I read all the answered question over here, 5 of them. And all of them are out of date about available AWS products right now.

So, as a newbie at AWS, I would like to know how to solve my problem or what is the best approach to solve my problem using only and only AWS solutions. I would like to avoid any third party. I know I'm going to cite one of the approaches I googled but just to refer it.

Anyway, I have a goal to achieve and this is basically replacing my SQL Server 2012 Integrations Services for something using only AWS products. Right now I'm accessing an FTP server and downloading a bunch of CSV files to my drive, reading them, transforming them into my datasets and loading them into my specified tables. This process is scheduled to execute 3 times every single day.

My initial proposal was to upload files to S3, use AWS Glue Crawlers to crawl my files and fill my self-created AWS Glue Data Catalogs, them ETL to my RDS. So far I could achieve my Lambda Function to connect my FTP and upload to my S3, also I could retrieve my data using AWS Athena, just to see if all things were working fine.

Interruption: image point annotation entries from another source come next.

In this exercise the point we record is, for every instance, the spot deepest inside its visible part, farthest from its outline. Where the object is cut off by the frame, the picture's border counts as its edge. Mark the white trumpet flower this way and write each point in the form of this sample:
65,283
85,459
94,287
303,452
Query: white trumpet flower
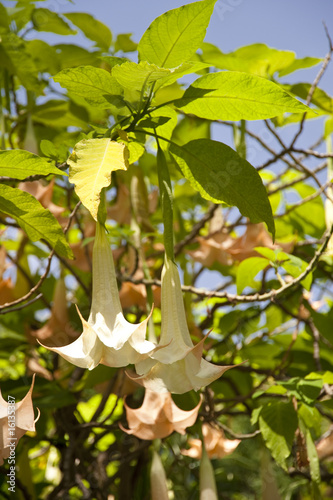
178,367
107,337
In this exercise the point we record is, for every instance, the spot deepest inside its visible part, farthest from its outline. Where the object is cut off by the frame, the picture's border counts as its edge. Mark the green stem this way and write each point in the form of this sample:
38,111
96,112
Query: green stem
166,201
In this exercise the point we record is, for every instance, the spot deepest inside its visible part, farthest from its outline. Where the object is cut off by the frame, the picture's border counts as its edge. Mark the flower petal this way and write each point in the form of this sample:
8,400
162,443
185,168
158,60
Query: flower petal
85,352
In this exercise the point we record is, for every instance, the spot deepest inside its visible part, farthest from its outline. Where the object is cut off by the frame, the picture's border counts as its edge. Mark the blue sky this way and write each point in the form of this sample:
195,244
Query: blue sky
290,25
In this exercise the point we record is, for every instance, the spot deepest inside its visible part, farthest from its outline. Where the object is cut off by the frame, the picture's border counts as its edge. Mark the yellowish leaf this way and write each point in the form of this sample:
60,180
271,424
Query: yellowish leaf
90,167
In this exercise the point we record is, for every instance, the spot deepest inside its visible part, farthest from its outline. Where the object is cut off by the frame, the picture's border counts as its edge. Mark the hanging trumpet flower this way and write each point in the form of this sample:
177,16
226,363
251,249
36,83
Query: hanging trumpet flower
107,337
178,367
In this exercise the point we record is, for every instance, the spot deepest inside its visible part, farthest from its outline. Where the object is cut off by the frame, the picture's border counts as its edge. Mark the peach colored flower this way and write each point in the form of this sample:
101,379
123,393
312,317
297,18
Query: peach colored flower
158,417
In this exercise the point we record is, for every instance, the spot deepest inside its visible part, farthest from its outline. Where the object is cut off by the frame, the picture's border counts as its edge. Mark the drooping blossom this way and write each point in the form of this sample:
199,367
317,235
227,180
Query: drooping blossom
15,420
158,417
107,337
178,367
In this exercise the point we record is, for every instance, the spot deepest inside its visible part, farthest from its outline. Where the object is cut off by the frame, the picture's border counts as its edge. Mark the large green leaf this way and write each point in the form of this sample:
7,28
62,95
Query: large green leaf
72,56
290,263
248,270
236,96
95,85
36,221
91,165
19,164
17,60
303,63
221,175
319,97
278,423
162,121
46,20
92,28
44,56
173,37
257,58
135,76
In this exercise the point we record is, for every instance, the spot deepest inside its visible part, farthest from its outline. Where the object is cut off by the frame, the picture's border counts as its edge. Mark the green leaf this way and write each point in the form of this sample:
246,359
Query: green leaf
290,263
17,60
135,76
44,56
71,56
305,62
236,96
95,85
308,218
92,28
304,390
4,18
173,37
222,176
35,220
59,114
162,121
46,20
124,43
20,164
91,165
278,423
319,98
248,270
257,58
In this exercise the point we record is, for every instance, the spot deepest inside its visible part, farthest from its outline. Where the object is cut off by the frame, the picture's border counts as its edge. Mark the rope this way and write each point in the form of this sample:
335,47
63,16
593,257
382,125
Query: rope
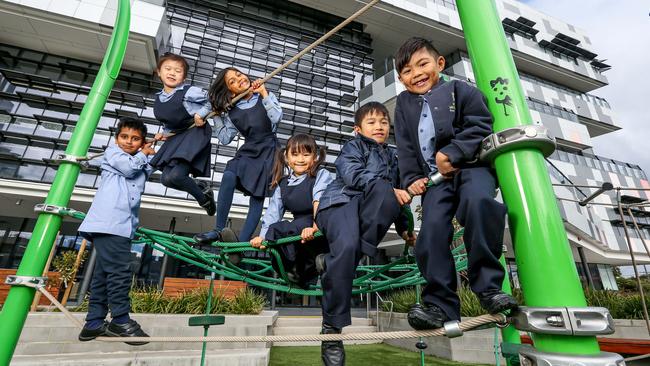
309,48
466,325
293,59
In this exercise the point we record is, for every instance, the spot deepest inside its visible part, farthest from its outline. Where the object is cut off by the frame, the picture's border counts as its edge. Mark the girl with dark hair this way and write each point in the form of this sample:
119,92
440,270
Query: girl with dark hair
182,109
255,117
297,192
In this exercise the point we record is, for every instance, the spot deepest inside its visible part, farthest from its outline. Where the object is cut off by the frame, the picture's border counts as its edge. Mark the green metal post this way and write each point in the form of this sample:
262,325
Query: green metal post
546,269
16,307
509,334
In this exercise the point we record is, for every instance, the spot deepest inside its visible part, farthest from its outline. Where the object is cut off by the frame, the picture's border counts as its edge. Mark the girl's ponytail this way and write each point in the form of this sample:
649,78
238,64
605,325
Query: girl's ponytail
279,165
218,93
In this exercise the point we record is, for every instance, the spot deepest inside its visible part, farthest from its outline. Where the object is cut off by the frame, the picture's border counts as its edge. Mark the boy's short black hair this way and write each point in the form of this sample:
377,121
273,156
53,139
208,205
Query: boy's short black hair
132,123
173,57
368,108
408,48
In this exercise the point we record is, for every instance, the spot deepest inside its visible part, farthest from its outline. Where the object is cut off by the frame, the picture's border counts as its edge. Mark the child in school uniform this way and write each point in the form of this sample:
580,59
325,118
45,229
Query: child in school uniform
110,225
355,212
439,126
299,193
255,117
182,109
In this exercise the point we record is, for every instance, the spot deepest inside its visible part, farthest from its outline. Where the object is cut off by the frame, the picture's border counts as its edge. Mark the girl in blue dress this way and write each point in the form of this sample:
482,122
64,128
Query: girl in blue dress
297,192
255,117
182,110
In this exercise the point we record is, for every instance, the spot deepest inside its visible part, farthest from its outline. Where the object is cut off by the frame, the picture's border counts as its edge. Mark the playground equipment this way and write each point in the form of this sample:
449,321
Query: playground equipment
563,327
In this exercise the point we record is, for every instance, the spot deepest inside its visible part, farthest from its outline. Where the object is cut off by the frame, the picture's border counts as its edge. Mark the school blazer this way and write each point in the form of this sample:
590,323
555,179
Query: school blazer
461,120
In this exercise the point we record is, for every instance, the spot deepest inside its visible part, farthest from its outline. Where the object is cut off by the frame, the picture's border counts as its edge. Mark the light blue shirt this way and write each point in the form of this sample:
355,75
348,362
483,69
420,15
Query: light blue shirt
275,211
195,101
117,201
427,136
225,131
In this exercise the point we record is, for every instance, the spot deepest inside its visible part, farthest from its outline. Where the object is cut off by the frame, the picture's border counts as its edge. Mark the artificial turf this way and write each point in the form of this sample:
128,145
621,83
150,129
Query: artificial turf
356,355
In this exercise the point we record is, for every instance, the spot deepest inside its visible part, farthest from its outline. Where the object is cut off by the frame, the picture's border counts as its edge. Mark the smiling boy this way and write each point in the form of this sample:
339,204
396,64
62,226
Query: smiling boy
110,225
439,126
354,213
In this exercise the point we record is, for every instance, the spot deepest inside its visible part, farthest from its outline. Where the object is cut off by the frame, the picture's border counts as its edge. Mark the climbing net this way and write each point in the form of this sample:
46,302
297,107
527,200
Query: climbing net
399,273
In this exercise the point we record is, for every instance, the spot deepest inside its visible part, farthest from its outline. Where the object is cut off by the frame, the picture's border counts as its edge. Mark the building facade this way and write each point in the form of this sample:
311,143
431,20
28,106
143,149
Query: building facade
50,53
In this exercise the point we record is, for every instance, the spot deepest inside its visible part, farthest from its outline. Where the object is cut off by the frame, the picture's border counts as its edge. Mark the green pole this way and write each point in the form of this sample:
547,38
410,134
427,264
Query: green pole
16,307
509,334
546,269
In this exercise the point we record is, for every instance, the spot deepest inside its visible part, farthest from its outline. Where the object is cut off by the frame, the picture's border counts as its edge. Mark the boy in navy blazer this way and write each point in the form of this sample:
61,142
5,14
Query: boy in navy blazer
354,213
439,126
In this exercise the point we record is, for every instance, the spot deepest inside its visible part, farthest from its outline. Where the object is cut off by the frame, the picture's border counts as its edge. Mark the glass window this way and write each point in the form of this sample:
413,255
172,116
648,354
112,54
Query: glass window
37,153
31,172
22,125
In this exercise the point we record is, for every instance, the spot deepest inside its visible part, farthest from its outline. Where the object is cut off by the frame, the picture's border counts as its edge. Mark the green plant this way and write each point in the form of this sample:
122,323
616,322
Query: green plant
152,300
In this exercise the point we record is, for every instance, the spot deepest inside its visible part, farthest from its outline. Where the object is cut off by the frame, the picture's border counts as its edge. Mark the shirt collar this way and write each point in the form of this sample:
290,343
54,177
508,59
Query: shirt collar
162,91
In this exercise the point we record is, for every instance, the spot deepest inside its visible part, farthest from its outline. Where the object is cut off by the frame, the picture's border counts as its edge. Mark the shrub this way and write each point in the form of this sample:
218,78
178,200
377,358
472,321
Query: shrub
152,300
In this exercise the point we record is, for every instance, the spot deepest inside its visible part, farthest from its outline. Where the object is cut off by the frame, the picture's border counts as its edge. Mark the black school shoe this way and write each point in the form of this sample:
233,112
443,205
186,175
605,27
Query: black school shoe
332,352
426,317
88,334
207,237
209,205
129,329
497,301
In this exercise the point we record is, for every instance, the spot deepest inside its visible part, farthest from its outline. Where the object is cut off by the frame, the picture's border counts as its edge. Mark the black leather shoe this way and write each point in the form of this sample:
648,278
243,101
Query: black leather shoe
207,237
90,334
209,205
497,301
130,329
332,352
426,317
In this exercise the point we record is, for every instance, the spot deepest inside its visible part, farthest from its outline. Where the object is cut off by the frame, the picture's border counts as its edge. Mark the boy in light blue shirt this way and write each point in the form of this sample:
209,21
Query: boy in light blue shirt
110,224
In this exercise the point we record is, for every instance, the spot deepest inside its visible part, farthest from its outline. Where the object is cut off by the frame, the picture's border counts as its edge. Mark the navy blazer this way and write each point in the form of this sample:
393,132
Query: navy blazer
461,120
362,160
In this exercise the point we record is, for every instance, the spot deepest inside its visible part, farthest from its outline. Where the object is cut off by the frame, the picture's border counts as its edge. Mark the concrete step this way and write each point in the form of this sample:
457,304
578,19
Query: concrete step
312,325
41,319
229,357
312,321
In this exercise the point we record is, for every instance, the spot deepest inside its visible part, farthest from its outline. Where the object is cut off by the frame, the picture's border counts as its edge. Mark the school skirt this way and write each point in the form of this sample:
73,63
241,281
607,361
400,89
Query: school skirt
191,146
253,166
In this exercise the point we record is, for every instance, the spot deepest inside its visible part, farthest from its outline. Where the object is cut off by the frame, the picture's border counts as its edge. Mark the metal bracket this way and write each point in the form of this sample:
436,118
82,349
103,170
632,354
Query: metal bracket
566,321
452,329
53,209
28,281
529,356
82,161
529,136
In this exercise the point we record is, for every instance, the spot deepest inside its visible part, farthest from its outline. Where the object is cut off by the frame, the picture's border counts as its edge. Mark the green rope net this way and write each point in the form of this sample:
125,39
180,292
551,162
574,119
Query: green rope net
402,272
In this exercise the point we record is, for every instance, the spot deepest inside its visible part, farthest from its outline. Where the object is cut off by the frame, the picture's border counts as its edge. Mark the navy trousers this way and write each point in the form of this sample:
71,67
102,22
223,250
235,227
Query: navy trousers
111,280
470,196
352,229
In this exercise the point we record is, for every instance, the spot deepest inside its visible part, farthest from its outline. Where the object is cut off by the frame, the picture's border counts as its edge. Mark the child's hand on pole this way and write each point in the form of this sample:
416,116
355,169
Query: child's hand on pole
444,165
403,197
258,87
418,187
147,149
409,238
198,120
308,233
257,241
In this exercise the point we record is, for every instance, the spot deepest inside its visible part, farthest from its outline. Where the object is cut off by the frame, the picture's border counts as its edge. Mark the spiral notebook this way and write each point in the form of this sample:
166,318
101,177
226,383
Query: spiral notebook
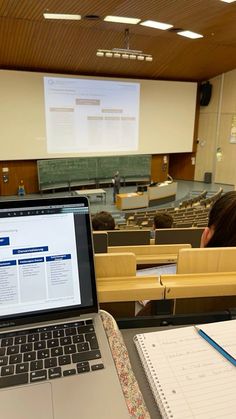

But now, I'm struggling to make my ETL copy/create my table into RDS and write the data. I created My Glue Connection under the same RDS VPC, subnet and security group, also my security group has All TCP from anywhere inbound (I know, I'm not leaving this, it is just for tests) and I'm using JDBC, writing the following JDBC URL:

jdbc:sqlserver://my-database-name.xsdfxsdsfsfsx.us-east-1.rds.amazonaws.com:1433;databaseName=my-database-name

I could test my created connection using "Test Connection" inside AWS Glue, and it worked fine. But after creating my Job using the Job tutorial and running it, inside my log errors I can see this:

com.amazon.ws.emr.hadoop.fs.shaded.org.apache.http.conn.HttpHostConnectException: Connect to 167.254.77.1:8088 [/167.254.77.1] failed: Connection refused (Connection refused)

I tried to create a connection using Amazon RDS option, but on the second screen after picking the instance I am receiving the following error:

Unable to find a suitable security group. Change connection type to JDBC and retry adding your connection.

I checked my IAM and I do have the AWSGlueServiceRoleDefault role within AWS service: glue trusted service and AWSGlueServiceRole for AWS managed policy as scripted in the documentation.

I would like to know what I'm missing or how to fix it to make it work. Or even if there is any better approach to achieve my goal.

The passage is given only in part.